Thank you for contacting me about the Animal Welfare (Kept Animals) Bill and the cropping of dogs' ears.
The UK has a strong reputation with regards its position on animal welfare and Ministers are building on our world-leading standards with ambitious reforms, as outlined in the Action Plan for Animal Welfare. The Animal Welfare (Kept Animals) Bill will introduce landmark protections for pets, livestock and kept wild animals.
As you know, the Bill will strengthen domestic animal welfare protection for kept animals by delivering the Government’s manifesto commitments to end the export of live animals for fattening and slaughter, crack down on puppy smuggling, and ban the keeping of primates as pets. It will also update the Zoo Licensing Act, introduce a new pet abduction offence, and reform legislation covering to tackle livestock worrying. On the issue of puppy smuggling, the Bill reduces the number of pet dogs, cats and ferrets that can be moved under the pet travel rules that apply to non-commercial movements. This will prevent unscrupulous traders from exploiting pet travel rules, making it harder to import large numbers of puppies into Great Britain.

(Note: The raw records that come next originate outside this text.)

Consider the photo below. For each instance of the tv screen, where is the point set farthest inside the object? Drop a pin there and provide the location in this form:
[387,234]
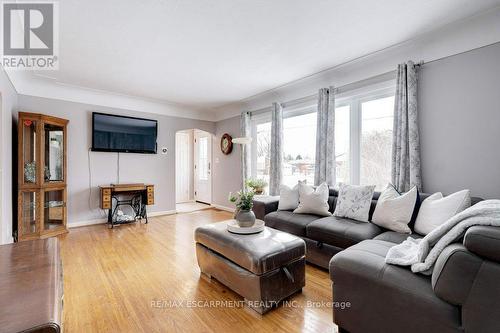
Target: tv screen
[123,134]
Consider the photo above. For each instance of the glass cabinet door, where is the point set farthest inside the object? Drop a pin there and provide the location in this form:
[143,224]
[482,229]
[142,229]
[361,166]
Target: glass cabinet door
[54,153]
[29,214]
[53,209]
[29,151]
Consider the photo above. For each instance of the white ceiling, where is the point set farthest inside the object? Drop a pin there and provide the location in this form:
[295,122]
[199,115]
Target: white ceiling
[205,54]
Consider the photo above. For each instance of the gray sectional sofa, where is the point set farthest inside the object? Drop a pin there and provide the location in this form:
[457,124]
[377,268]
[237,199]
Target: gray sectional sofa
[462,295]
[324,236]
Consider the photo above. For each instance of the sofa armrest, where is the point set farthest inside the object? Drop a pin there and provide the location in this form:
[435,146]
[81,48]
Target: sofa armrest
[465,279]
[484,241]
[263,205]
[454,273]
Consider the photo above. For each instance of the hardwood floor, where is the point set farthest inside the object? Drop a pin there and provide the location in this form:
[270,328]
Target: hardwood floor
[140,278]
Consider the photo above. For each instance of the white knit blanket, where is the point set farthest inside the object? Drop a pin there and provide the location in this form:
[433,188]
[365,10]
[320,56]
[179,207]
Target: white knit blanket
[421,254]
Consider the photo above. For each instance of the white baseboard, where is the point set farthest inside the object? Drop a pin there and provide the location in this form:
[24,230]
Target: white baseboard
[103,221]
[227,209]
[87,223]
[161,213]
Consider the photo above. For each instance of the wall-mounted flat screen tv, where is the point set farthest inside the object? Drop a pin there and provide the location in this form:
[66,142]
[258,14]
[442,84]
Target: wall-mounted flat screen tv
[122,134]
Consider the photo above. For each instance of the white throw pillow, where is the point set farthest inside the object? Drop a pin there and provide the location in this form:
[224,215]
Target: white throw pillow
[289,197]
[313,201]
[394,210]
[436,209]
[354,201]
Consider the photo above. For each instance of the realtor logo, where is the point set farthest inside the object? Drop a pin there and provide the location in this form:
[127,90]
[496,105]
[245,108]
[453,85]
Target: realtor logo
[30,35]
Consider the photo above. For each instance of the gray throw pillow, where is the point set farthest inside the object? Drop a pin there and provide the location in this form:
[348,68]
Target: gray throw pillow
[354,201]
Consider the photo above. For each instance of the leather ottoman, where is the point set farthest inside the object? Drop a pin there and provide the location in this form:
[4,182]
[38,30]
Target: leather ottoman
[264,268]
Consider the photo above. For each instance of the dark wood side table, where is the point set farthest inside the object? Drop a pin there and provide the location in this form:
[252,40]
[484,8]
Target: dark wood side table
[142,195]
[31,286]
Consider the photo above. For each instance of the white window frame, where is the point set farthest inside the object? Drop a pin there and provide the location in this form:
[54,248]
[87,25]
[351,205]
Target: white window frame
[353,99]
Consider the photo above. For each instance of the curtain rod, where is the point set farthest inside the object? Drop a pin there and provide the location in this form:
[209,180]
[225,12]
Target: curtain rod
[340,90]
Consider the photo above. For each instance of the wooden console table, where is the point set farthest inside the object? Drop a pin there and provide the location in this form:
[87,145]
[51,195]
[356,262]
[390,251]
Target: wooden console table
[31,287]
[141,196]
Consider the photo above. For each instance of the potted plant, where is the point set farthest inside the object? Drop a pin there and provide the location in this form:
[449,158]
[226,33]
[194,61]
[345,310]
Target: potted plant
[257,185]
[243,200]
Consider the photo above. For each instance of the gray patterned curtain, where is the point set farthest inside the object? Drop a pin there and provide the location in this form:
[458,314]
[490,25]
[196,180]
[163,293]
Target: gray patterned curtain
[245,151]
[325,138]
[406,142]
[276,163]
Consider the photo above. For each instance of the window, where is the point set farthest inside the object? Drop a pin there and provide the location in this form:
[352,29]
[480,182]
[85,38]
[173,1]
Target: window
[376,141]
[363,139]
[299,148]
[261,150]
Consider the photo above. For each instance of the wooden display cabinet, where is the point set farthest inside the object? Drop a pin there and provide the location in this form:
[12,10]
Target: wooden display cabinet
[42,166]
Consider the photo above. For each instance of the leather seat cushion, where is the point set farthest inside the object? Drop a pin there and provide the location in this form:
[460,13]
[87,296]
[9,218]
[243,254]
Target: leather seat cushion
[259,253]
[388,293]
[341,232]
[287,221]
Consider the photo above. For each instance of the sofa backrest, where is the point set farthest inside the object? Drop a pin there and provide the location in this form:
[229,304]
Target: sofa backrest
[332,201]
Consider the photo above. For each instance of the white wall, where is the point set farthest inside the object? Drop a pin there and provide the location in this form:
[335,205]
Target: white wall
[227,168]
[9,105]
[156,169]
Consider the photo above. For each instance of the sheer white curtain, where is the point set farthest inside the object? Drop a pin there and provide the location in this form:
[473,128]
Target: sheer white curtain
[406,171]
[245,151]
[276,163]
[325,138]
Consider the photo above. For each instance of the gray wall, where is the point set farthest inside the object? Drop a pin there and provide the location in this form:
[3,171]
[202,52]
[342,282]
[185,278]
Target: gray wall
[9,105]
[156,169]
[227,168]
[459,105]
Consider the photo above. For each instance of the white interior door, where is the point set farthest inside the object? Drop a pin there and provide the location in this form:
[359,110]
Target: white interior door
[183,163]
[203,167]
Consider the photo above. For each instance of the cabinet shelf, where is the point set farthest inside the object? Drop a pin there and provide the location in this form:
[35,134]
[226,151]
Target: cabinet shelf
[42,197]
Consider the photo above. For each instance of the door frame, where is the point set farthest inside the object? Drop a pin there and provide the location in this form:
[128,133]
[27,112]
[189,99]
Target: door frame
[189,171]
[196,136]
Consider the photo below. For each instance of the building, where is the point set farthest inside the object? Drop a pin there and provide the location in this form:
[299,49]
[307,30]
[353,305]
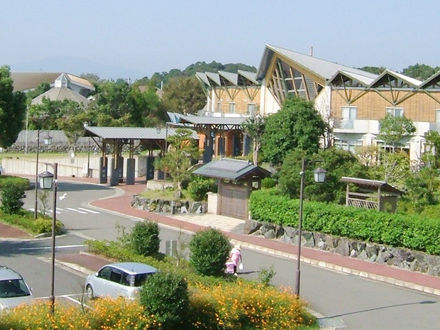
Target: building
[350,100]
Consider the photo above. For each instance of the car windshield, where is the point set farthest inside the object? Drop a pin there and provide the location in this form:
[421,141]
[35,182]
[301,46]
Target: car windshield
[138,279]
[13,288]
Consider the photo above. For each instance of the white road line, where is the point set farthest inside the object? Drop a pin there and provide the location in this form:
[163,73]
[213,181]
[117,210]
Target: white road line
[57,247]
[87,210]
[74,210]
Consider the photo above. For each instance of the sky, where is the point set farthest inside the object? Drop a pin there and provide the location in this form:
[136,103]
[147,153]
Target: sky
[135,38]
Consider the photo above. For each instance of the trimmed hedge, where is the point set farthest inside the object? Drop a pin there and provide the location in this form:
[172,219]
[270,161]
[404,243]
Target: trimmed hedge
[412,232]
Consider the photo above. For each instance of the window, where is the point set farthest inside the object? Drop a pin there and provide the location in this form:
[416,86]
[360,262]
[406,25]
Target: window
[437,116]
[105,273]
[349,113]
[395,112]
[251,108]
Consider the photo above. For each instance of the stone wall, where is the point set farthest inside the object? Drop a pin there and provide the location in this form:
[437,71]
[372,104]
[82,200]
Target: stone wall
[373,252]
[168,206]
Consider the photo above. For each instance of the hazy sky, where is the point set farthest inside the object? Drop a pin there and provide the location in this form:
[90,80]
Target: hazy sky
[121,39]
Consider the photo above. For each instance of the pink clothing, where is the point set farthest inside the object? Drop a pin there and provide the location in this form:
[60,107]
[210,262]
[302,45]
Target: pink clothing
[235,256]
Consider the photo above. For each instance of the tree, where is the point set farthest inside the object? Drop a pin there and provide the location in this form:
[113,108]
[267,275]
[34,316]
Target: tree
[183,95]
[177,160]
[420,71]
[296,126]
[393,129]
[122,105]
[336,162]
[254,127]
[12,109]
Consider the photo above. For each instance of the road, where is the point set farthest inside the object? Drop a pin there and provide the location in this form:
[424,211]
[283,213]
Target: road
[346,301]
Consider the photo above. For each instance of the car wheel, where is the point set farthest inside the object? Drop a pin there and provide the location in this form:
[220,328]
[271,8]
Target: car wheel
[89,292]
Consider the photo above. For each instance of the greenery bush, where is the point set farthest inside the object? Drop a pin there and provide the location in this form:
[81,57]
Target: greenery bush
[165,295]
[412,232]
[145,238]
[23,182]
[200,186]
[11,195]
[209,252]
[268,183]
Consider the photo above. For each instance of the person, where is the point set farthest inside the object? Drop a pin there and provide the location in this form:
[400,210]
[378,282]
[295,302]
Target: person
[235,258]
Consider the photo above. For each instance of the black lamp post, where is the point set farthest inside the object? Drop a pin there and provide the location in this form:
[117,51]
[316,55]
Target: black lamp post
[47,141]
[319,176]
[48,181]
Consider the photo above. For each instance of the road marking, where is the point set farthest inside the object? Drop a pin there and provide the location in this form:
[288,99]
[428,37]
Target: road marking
[69,208]
[56,247]
[87,210]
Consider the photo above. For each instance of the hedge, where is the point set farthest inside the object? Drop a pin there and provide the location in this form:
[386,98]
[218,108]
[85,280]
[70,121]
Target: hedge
[412,232]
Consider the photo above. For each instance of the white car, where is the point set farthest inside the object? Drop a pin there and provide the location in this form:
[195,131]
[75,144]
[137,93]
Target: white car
[13,289]
[123,279]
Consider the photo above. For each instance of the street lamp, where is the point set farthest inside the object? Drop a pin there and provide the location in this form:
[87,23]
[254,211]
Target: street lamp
[47,141]
[319,176]
[48,181]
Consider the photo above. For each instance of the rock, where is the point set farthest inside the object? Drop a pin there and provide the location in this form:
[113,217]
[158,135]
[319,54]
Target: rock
[270,234]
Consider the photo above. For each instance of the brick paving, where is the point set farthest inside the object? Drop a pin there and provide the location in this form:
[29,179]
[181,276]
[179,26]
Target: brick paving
[381,272]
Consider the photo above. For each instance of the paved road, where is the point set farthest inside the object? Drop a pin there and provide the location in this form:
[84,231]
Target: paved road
[347,301]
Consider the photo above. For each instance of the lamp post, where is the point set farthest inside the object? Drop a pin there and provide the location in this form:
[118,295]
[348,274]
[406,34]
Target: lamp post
[319,176]
[47,181]
[47,141]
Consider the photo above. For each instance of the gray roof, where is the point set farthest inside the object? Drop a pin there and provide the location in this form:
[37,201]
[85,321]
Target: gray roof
[325,69]
[60,94]
[136,133]
[23,81]
[231,169]
[211,120]
[366,183]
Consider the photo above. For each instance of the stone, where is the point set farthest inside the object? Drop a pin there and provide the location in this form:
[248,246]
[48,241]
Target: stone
[252,226]
[270,234]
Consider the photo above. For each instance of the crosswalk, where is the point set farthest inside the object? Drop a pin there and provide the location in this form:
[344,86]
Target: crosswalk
[60,210]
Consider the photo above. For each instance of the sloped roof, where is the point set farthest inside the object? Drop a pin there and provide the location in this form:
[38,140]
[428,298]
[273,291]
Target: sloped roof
[60,94]
[384,76]
[322,68]
[23,81]
[135,133]
[231,169]
[363,80]
[211,120]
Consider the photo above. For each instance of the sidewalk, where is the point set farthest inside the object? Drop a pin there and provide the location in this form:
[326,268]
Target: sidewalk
[233,228]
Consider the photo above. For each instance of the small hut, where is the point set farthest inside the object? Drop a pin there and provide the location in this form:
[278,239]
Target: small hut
[236,179]
[371,194]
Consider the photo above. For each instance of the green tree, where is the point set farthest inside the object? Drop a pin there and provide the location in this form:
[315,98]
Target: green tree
[394,129]
[296,126]
[183,95]
[12,109]
[373,69]
[119,104]
[254,127]
[177,159]
[420,71]
[336,162]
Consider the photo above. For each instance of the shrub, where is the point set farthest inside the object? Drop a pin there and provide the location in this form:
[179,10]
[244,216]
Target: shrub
[199,187]
[397,230]
[209,252]
[165,295]
[145,238]
[11,194]
[23,182]
[268,183]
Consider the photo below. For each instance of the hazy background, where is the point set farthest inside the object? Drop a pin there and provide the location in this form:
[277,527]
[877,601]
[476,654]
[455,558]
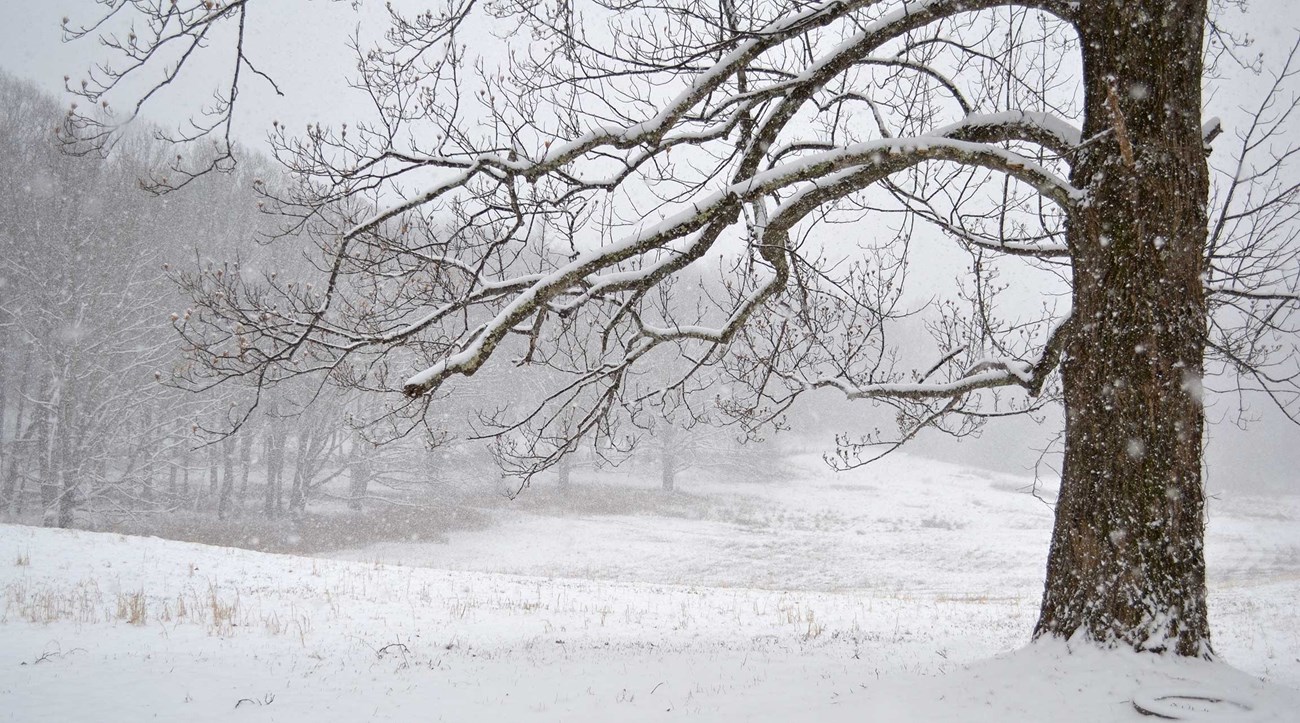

The Bill includes a power to make regulations about the importation of pet animals into Great Britain for the purpose of promoting animal welfare. This will enable Ministers to go further in the future and explore measures such as increasing the minimum age that dogs can be brought into Great Britain, prohibiting the importation of heavily pregnant dams as well as banning the importing of dogs which have been subjected to low welfare practices such as ear cropping or tail docking as you mentioned in your email to me.
The practice of non-exempted mutilations such as cropping dogs' ears is abhorrent and has rightly been banned in the UK for 15 years. Under the Animal Welfare Act 2006, it is already an offence in England and Wales to carry out a non-exempted mutilation (such as where it is not carried out for medical purposes) including the cropping of a dog's ears. Under the Animal Welfare (Sentencing) Act 2021, anyone convicted of such an offence face being sent to prison for up to five years, or receiving an unlimited fine, or both.
The Kept Animals Bill was carried over into this parliamentary session following the Queen’s Speech in May 2022. Ministers recognise that there is strong support for the Bill across Parliament and I am assured that it will return to the House as soon as parliamentary time allows and I look forward to supporting the Bill through Parliament to ensure that the appalling way that Henry was treated becomes a thing of the past.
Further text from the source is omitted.